Asegura que la mayoría vienen engañados, sin información real de los riesgos. “Si a ti te dicen: vas a ir, pero puede que no llegues con vida, ni yo mismo hubiera venido.”

Un voluntario musulman en el cementerio

Mamadou Saido, voluntario de la comunidad musulmana, preparando nichos para migrantes fallecidos. FOTO: Pablo Velázquez

Saludar al papa

Mientras habla de quienes murieron en el mar, la conversación deriva inevitablemente hacia la próxima visita del Papa León XIV a Canarias. Y entonces Mamadou sorprende con una naturalidad desarmante: dice que irá a verle. “Claro que voy a ir”, asegura sonriendo. “Si tengo oportunidad, iré a saludarlo”.

Lo dice sin contradicción alguna pese a ser musulmán practicante. Para él, la religión no debería separar a quienes defienden la dignidad humana. “Porque yo sea musulmán, saludar a un cristiano no me va a quitar mi religión”, explica. “Todos estamos hablando de lo mismo: respeto, humildad y ayudar a la gente”.

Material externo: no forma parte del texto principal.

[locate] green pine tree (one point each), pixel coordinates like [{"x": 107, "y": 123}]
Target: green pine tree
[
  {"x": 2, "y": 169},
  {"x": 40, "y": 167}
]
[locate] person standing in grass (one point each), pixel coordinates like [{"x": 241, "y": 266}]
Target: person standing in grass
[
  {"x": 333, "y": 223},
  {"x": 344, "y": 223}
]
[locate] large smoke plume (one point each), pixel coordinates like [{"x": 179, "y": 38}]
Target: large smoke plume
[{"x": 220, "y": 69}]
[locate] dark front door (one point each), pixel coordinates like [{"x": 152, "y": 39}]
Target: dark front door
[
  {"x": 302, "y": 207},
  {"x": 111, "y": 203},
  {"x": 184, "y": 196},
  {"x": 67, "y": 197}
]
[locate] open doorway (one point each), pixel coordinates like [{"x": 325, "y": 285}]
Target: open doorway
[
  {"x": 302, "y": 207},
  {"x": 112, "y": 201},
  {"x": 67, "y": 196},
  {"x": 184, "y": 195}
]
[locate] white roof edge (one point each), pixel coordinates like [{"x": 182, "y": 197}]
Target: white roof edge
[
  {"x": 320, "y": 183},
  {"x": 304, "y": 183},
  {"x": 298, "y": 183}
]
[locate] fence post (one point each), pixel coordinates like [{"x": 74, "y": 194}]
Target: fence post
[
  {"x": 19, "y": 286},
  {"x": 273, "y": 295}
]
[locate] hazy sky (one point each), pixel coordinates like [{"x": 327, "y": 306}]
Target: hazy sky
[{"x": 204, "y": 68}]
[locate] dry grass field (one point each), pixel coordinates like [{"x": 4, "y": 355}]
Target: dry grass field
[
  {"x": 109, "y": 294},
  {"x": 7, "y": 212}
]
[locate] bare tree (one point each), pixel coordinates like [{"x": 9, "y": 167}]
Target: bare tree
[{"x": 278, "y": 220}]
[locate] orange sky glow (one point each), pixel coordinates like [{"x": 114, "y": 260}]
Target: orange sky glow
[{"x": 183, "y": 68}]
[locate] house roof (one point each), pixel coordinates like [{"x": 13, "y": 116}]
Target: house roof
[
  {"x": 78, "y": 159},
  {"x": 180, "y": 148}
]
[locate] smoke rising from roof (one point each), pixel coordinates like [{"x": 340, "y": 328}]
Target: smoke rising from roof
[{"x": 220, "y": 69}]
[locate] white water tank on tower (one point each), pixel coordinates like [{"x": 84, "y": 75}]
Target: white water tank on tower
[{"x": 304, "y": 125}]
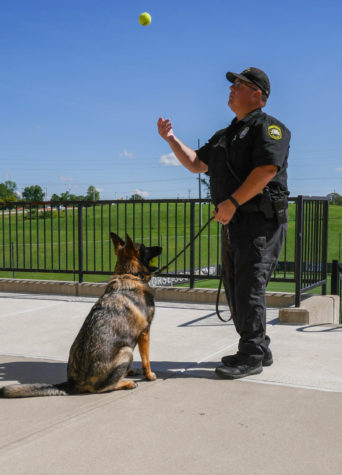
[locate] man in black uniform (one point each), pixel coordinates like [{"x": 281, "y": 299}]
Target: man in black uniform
[{"x": 247, "y": 164}]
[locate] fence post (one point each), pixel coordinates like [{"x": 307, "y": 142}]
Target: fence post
[
  {"x": 335, "y": 277},
  {"x": 80, "y": 243},
  {"x": 298, "y": 248},
  {"x": 325, "y": 246},
  {"x": 192, "y": 245}
]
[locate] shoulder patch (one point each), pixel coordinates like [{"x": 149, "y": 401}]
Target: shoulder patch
[
  {"x": 275, "y": 132},
  {"x": 244, "y": 133}
]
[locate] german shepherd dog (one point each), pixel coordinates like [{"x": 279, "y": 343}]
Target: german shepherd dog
[{"x": 102, "y": 353}]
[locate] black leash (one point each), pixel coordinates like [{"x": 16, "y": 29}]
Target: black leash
[{"x": 181, "y": 252}]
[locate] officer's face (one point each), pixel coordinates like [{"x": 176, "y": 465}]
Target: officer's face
[{"x": 243, "y": 98}]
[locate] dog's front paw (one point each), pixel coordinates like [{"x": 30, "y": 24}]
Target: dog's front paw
[
  {"x": 151, "y": 376},
  {"x": 133, "y": 372}
]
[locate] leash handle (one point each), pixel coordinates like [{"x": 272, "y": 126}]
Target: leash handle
[{"x": 218, "y": 301}]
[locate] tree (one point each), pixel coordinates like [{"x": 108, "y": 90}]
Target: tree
[
  {"x": 8, "y": 191},
  {"x": 33, "y": 193},
  {"x": 92, "y": 194}
]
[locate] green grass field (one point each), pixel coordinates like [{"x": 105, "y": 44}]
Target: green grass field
[{"x": 22, "y": 239}]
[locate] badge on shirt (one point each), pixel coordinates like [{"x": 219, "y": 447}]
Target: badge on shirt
[
  {"x": 244, "y": 132},
  {"x": 275, "y": 132}
]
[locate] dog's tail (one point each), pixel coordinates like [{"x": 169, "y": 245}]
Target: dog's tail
[{"x": 35, "y": 390}]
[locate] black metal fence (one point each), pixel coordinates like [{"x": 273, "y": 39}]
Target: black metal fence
[
  {"x": 73, "y": 238},
  {"x": 336, "y": 282}
]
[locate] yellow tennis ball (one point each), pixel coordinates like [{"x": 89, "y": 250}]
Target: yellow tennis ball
[{"x": 145, "y": 19}]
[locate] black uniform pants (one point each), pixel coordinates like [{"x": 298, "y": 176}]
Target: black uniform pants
[{"x": 251, "y": 246}]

Mamadou recuerda que también acudió a ver a Juan Pablo II cuando visitó África. Ahora espera repetirlo con León XIV. “¿Has visto la humildad que tiene?, ¿Has visto el respeto que tiene?, ¿Has visto el mensaje que está dando al mundo?”, insiste. “Si el mundo hiciera caso a mensajes así, habría menos miseria”.

Cree que poner la atención sobre los migrantes puede ayudar a que el sufrimiento deje de normalizarse. “El papa está haciendo el trabajo que debe hacer un ser humano”, dice. “Sea musulmán o sea católico, la tarea es la misma”.Y antes de despedirse, vuelve a repetir que irá a verle “si Dios quiere”.

Ahora, con León XIV mirando hacia Canarias, quienes conviven con esa realidad esperan que el foco no dure solo una visita.